How Does Liquidity Provision Work?
Robin’s liquidity layer is designed to align long-term capital with deep, efficient prediction markets. Now built on Berachain, Robin leverages Kodiak, a Uniswap v3-style CLAMM, to offer fine-grained liquidity control while farming native yield across the Berachain ecosystem.
Robin allows passive LPs to earn both swap fees and protocol-native yield, creating sustainable incentives for liquidity providers and ensuring tradable depth for market participants.
Core Mechanism: LPs Mint and Seed Markets
Liquidity Providers (LPs) kick off by minting equal amounts of YES
and NO
outcome tokens for a specific market using the Robin Minting Contract.
Here’s how the system works:
Deposit: LPs deposit a stablecoin (USDC.e) into the Conditional Token Contract.
Mint: The contract mints an equal amount of
YES
andNO
outcome tokens.Provide Liquidity: LPs supply both tokens into a Kodiak CLAMM pool, forming the core liquidity for that prediction market.
Deploy Yield: The stablecoins used to mint the outcome tokens are routed into whitelisted yield strategies (e.g. Berachain-native protocols like Berps, Ethena, or other PoL-eligible vaults).
Through this flow, Robin transforms passive LPs into capital-efficient market-makers that:
Earn swap fees as traders speculate on outcomes,
Accrue yield on the stablecoin collateral while it is deployed in DeFi.
This structure means LPs don’t need to actively manage orders—they earn from both market volume and background yield.
Concentrated Liquidity and Structured Pricing via Kodiak
Robin leverages Kodiak’s CLAMM architecture to support concentrated liquidity bands, mirroring the effect of a limit order book:
LPs can define price ranges in which they are willing to provide liquidity, similar to placing passive limit orders.
Liquidity can be stacked around market-relevant prices (e.g. near 0.50) to ensure tight spreads and minimal slippage.
Because prediction markets often cluster near binary prices (e.g. 0.30 or 0.70), LPs can strategically position liquidity to maximize efficiency.
This provides:
AMM-style continuous trading with
Orderbook-style price discovery, optimizing for both UX and capital utilization.
Yield-Weighted Liquidity Strategy
Robin incorporates time-weighted yield accrual for LPs:
LPs who enter early in the market cycle earn a greater portion of the yield.

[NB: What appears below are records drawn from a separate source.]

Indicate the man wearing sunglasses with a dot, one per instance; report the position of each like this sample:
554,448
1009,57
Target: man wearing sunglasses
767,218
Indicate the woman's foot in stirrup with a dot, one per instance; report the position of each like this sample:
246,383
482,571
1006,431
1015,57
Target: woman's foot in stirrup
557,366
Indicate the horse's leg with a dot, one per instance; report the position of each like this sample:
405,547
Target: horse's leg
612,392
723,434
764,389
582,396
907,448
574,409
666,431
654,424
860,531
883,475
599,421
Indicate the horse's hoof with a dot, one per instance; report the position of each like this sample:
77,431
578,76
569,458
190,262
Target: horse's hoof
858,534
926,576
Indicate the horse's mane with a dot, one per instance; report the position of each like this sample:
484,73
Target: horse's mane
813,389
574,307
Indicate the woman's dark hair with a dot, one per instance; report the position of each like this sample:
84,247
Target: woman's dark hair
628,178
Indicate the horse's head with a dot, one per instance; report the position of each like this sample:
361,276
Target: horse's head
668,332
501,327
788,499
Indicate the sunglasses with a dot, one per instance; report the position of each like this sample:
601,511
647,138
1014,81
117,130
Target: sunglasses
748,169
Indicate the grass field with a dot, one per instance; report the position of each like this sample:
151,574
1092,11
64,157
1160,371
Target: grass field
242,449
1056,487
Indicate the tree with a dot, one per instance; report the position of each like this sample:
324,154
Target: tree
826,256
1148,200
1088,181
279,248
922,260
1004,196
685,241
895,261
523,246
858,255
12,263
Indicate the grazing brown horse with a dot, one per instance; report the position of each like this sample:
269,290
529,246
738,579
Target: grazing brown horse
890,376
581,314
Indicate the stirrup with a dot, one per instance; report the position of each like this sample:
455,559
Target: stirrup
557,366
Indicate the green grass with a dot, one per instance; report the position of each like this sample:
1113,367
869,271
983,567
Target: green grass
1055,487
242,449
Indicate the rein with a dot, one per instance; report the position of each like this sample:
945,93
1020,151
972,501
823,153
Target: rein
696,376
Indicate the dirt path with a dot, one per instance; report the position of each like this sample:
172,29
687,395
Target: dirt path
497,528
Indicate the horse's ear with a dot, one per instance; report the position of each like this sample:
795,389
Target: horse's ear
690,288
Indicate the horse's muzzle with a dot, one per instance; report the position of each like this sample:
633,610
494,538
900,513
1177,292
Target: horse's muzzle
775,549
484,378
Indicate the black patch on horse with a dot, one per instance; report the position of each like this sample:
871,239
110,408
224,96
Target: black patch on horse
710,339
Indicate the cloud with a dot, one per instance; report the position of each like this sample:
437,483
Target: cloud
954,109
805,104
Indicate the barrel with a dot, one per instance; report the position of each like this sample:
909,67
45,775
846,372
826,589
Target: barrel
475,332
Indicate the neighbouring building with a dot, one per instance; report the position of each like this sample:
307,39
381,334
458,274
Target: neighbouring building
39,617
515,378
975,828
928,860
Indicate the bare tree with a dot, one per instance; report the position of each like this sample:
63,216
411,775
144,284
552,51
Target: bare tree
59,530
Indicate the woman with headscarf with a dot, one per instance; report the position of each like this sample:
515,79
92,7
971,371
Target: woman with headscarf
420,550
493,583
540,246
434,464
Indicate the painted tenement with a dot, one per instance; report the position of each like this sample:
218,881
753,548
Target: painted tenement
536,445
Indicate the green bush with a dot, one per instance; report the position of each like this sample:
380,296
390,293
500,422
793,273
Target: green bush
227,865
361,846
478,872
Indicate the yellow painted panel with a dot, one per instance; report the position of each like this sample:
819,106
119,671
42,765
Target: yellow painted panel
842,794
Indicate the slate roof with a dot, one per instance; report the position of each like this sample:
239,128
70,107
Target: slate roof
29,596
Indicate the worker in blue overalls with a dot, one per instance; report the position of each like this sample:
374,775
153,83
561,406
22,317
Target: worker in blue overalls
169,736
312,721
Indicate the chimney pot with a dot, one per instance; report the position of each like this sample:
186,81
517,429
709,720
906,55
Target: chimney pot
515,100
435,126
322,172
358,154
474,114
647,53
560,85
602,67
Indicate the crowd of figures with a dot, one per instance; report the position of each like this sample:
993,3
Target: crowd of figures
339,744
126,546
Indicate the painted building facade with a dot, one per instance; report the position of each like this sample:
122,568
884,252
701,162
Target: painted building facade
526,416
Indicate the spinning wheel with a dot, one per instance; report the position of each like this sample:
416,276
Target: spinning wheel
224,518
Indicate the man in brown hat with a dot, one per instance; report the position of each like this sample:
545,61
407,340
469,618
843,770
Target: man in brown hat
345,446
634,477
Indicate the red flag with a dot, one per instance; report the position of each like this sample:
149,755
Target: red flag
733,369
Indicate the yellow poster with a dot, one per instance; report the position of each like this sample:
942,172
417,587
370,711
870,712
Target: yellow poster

A soft cutoff is applied near market resolution to prevent last-minute minting designed to capture yield without providing real liquidity.
Yield is locked to LP tokens, and only redeemable at market settlement.
This mechanism preserves economic integrity and prevents yield arbitrage.
Summary
Robin’s liquidity layer on Berachain reimagines prediction market capital efficiency:
CLAMM-based price control via Kodiak for tight spreads and efficient routing
Vault-deployed stablecoin yield for background capital productivity
Time-weighted incentives to align LP behavior with healthy market function
By combining structured liquidity with composable yield strategies, Robin delivers a robust, sustainable system for trading the future.